Dhruv Sehgal (born 19 March 1990) is an Indian actor, writer and director. He is best known for his work in Dice Media's and Netflix romantic comedy series Little Things, where he portrayed Dhruv Vats alongside Mithila Palkar.

== Life and career ==
Sehgal is from Delhi. After completing his school in London, he studied at Symbiosis Institute of Media and Communication, Pune. Sehgal worked as an associate director and co-editor for the documentaries Baavra Mann (2013) and I Am Offended! (2015). His short film Kunal won the Golden Gateway Dimensions Mumbai Award at the Mumbai Film Festival, 2016 and was selected for the Mumbai International Film Festival. He has written, acted and directed comedy sketches for Filter Copy and conceptualised three of Dice Media's webseries. He took the lead in the series Little Things, opposite Mithila Palkar, beginning in 2016. Sehgal is the creator and head writer of the series.

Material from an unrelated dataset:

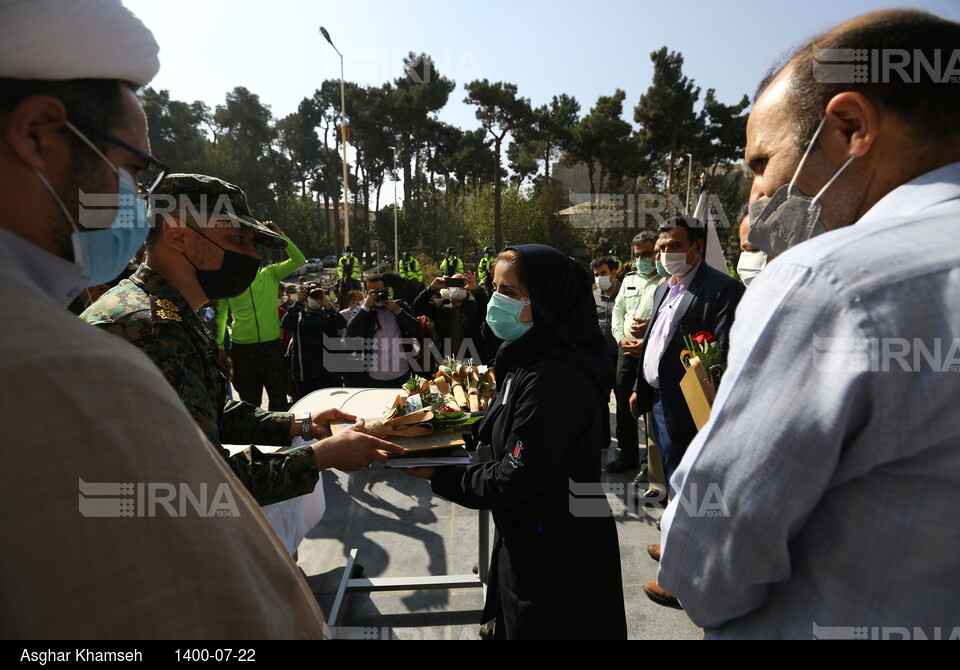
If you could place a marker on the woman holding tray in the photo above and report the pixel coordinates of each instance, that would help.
(555, 569)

He married Kannagi Khanna, his college girlfriend.

| Work | Award | Category | Result | Ref |
| Little Things (TV series) | MTV IWMBuzz Digital Awards 2019 | Storyteller of The Year | Won |  |
| Best Youth Show | Won |
| Critics Choice Shorts & Series Awards 2019 | Best Writing (Comedy/ Romance) | Won |  |
| Best Actor in Comedy/ Romance (share with Vikrant Massey) | Won |
| Best Series (Comedy/ Romance) | Won |
| IReel Awards 2019 | Best Actor in Comedy Series | Nominated |  |
| 2020 Filmfare OTT Awards | Best Comedy Series | Nominated |  |
| Best Actor in Comedy Series | Nominated |
| Critics Best Actor in Comedy Series | Won |

==Recognition==
- Best Short Film at MAMI-2016 for Kunal.